Ogni decisione mia e di mio marito, da genitori, si riversa inevitabilmente anche sulla vita dei nostri figli. Ogni nostro cambio implica sempre un cambio anche per loro.

Questo rientro prolungato ci ha costretti a iscrivere i ragazzi nella scuola pubblica italiana qui a Brunico. Era impossibile pensare di tenerli ancora per tanto tempo rinchiusi in casa a fare scuola online. Per un po’ è andata bene così, ma quando diventa troppo bisogna decidersi a cambiare rotta.
Così, ad inizio febbraio, abbiamo deciso che era arrivato il momento di tornare a scuola in presenza. Abbiamo contattato la preside della scuola italiana di Brunico, che prontamente ha risposto inserendo i ragazzi nelle loro vecchie classi assieme ai loro vecchi amici.

È stata una decisione “difficile”, perché far cambiare ancora una volta sistema scolastico ai ragazzi non era nostra intenzione. In più, questo cambio, è avvenuto ad anno scolastico iniziato. Ma non tutti i mali vengono per nuocere. E comunque ci sono cose ben peggiori di un cambio di scuola. 

Qualche tempo fa, in un post, raccontavo la nostra prima esperienza in una scuola pubblica italiana. Una personale lista di pro e contro che avevamo riscontrato.

Oggi, le mie riflessioni riguardo questa stessa scuola, sono diverse.
Tante cose sono cambiate da quel maggio 2019.
I miei figli sono cresciuti, oggi frequentano rispettivamente la prima e la seconda media, non più le elementari.
Oggi i ragazzi hanno alle spalle due lunghi anni scolastici trascorsi quasi interamente con la didattica a distanza. Quindi, tornare in presenza, per loro è stato come realizzare un sogno.
I miei figli sono cresciuti e maturati, hanno vissuto esperienze e avventure che li hanno profondamente segnati.
Inoltre, hanno frequentato gli ultimi due anni scolastici in un sistema americano che è molto diverso da quello italiano. 

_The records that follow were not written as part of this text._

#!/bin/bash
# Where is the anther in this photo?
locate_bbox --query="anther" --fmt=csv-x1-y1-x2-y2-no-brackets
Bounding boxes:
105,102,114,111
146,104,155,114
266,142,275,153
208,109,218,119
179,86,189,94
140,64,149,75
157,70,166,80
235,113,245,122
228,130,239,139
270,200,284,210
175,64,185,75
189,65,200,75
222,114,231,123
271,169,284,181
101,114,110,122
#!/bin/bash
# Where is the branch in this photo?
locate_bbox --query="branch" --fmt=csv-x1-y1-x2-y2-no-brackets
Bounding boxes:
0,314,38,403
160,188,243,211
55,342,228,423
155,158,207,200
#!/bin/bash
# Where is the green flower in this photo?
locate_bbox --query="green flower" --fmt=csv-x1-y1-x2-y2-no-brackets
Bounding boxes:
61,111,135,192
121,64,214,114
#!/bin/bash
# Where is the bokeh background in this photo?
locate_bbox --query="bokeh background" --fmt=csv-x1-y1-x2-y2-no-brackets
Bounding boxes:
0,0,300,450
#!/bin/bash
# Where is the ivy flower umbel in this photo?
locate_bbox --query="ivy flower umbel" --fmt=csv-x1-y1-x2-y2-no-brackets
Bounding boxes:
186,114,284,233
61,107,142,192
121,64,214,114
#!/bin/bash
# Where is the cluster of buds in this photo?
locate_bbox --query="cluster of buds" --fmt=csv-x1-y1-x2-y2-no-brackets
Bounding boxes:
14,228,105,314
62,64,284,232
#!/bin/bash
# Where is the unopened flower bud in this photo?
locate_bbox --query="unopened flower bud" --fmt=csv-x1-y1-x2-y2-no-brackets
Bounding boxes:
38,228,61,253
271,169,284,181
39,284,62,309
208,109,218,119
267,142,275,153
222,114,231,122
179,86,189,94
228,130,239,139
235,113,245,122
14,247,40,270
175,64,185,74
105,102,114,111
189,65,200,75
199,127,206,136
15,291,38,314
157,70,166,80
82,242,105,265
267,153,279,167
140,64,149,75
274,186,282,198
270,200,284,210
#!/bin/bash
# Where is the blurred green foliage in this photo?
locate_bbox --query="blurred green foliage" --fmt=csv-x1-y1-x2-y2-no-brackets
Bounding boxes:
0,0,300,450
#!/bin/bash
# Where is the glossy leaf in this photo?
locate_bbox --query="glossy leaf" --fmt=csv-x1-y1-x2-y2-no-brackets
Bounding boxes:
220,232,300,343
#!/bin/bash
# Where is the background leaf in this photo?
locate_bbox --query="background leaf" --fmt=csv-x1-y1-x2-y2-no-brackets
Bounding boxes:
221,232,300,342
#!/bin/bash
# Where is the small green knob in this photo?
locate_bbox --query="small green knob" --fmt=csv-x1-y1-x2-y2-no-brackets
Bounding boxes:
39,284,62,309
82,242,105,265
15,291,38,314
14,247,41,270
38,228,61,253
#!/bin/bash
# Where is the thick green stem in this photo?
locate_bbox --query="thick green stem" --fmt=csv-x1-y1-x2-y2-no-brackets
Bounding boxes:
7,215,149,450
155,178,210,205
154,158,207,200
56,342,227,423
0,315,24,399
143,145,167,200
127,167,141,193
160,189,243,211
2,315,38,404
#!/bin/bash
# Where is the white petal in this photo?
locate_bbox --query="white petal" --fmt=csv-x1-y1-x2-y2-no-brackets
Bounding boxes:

Tempo fa, nelle storie di Instagram, riflettevo a voce alta riguardo tutti gli aspetti positivi che questo reinserimento nel sistema scolastico italiano ha portato con sé. Essendo io una persona piuttosto positiva, tendo a vedere prima le cose belle, mettendo in secondo piano i difetti.

Nella scuola pubblica italiana i miei figli hanno ricominciato a scrivere a mano, con una penna. Quindi, sono dotati di veri e propri quaderni. Questa può sembrare una sciocchezza, ma credetemi che, da italiana, ho sofferto molto nel vederli sempre con un iPad o un laptop in mano e non impugnare mai una matita o una penna.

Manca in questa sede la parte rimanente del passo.